Ao escolherem O Primo Basílio como base de referência para um bailado em dois atos, Solange Melo e Fernando Duarte aceitaram um desafio arriscado, mas certamente sedutor. Em primeiro lugar, trata-se de um dos romances mais conhecidos de Eça, tendo dado lugar, desde a sua publicação em 1878, a incontáveis e por vezes desencontradas interpretações. Em segundo lugar, tal como acontece com outros relatos queirosianos, a história d’O Primo Basílio projeta-se sobre um fundo social formado por personagens com escassa intervenção na intriga, mas extremamente sugestivas (Eça sinalizou isso mesmo, na conhecida carta a Teófilo Braga, de 12 de março de 1878); o conselheiro Acácio é, por certo, o caso mais flagrante da capacidade de uma figura ficcional para transcender a narrativa que lhe deu vida. Em terceiro lugar, O Primo Basílio encerra não uma, mas duas intrigas que se sucedem no romance: a que está centrada no adultério de Luísa, com coloração bovarista, e a que decorre dela, concretizada na chantagem exercida por Juliana.

Com razão, a versão coreografada por Fernando Duarte fixou-se nestas duas intrigas que surgem, como no romance, em sequência e por aquela razão que Machado de Assis apontou na sua famosa crítica a O Primo Basílio: sem a chantagem, a adúltera ficaria impune. O bailado convoca, então, seis personagens: Luísa (Margarida Trigueiros), Basílio (João Reis), Juliana (Cristina Maciel), Jorge (Joshua Feist), Leopoldina (Carlota Rodrigues) e Sebastião (Pedro António Carvalho). Deixando de lado eventuais limitações de produção, esta opção induz uma concentração narrativa que é, a meu ver, uma das qualidades deste trabalho e um argumento importante para o seu êxito.

Importa observar o seguinte: a coreografia desenhada para O Primo Basílio soube escolher os momentos exatos da intriga (aquilo a que outrora se chamava funções cardinais), para representar, nos movimentos da dança, o drama de Luísa. A partida de Jorge, a chegada de Basílio, a troca e o extravio de cartas, o roubo destas por Juliana e assim por diante, até à morte de Luísa são momentos decisivos de uma intensa ação dramática cujo resultado artístico, nesta adaptação, pode sintetizar-se assim: sem subverter a ação do romance, nem os seus sentidos dominantes (o impulso bovarista de Luísa, o cinismo donjuanesco de Basílio ou a perversidade socialmente motivada de Juliana), o bailado assume uma autonomia que respeita e potencia as lógicas e os protocolos formais da dança teatral.

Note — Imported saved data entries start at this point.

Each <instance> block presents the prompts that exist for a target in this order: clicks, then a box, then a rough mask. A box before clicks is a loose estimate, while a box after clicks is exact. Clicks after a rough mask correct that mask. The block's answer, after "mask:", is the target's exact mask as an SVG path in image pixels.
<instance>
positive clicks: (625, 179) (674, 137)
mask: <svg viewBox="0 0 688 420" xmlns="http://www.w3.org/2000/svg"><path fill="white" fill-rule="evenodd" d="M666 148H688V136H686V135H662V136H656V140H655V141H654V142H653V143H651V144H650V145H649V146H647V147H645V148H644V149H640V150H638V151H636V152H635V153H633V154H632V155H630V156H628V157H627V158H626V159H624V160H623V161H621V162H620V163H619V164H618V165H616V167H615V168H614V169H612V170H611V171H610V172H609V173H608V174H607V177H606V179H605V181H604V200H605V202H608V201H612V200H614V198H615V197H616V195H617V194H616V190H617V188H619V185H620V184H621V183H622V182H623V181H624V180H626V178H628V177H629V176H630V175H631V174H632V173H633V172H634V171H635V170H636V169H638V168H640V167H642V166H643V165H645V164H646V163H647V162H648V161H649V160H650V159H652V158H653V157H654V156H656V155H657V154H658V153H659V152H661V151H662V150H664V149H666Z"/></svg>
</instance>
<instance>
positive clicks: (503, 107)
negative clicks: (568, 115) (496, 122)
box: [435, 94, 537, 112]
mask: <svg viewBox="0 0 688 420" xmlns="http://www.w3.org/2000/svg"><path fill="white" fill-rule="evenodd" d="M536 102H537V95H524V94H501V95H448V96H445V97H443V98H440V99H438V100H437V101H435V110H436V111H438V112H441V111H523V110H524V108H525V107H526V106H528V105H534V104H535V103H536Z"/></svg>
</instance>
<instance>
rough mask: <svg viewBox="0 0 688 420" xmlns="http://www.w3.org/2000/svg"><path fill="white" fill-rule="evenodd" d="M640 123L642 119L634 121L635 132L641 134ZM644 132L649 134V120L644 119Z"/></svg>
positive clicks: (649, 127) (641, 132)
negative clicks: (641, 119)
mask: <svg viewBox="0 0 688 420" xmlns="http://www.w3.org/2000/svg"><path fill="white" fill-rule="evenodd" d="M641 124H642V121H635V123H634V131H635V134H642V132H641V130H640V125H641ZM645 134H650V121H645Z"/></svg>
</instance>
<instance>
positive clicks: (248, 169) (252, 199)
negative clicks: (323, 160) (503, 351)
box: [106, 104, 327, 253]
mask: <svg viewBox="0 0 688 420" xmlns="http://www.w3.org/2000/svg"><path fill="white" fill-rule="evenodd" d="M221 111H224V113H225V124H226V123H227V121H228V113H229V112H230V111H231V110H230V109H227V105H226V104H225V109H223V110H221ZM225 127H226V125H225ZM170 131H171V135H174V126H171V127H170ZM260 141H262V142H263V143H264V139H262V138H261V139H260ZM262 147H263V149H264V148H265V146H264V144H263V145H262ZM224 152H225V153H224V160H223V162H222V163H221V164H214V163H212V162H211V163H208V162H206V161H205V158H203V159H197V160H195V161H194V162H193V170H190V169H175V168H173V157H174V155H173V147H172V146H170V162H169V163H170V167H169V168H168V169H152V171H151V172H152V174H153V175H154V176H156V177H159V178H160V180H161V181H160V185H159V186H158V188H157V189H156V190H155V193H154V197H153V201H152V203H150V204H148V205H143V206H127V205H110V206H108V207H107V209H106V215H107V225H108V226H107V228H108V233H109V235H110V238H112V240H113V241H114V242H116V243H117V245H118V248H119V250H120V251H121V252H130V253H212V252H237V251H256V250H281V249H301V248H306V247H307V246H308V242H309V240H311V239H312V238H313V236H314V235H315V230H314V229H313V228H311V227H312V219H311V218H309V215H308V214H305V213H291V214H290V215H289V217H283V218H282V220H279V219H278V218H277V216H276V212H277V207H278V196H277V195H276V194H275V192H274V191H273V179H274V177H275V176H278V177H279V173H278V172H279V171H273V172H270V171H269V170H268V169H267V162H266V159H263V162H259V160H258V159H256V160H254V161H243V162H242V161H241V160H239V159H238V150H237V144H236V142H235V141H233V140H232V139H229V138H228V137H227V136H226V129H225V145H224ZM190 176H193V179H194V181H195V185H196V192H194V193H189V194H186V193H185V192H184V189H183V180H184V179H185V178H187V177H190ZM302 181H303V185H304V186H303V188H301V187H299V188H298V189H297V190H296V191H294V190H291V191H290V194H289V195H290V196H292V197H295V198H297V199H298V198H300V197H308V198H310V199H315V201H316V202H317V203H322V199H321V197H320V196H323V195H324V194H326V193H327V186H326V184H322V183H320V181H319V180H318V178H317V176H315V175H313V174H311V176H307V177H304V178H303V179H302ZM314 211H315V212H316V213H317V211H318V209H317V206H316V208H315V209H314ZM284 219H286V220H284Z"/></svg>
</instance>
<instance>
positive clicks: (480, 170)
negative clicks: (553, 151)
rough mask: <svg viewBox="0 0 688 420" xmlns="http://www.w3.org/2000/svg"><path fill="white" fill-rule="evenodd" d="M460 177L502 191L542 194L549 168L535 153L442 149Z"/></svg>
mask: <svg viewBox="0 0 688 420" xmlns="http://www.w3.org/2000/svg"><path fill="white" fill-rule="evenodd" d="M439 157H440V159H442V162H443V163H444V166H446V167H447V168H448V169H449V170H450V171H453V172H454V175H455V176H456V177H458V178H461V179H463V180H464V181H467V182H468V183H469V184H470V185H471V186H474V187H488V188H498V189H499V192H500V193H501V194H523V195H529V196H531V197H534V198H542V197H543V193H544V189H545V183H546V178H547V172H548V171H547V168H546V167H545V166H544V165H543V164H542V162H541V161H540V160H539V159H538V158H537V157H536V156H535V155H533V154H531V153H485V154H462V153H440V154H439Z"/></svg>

Para além disso, a sobrevida de Luísa e Basílio, de Juliana e Jorge, de Leopoldina e Sebastião, no bailado que os seus corpos configuram, traduz uma outra e bem legítima leitura Eça de Queirós; uma visão não conservadora da literatura e das adaptações a que ela dá lugar só pode congratular-se com esta proposta artística. E assim, O Primo Basílio, romance que tem conhecido múltiplas e inesgotáveis interpretações, surge-nos como sendo ainda o mesmo e contudo já outro.

(Dia 11 de fevereiro, às 16 horas, no Centro Cultural Olga Cadaval, em Sintra).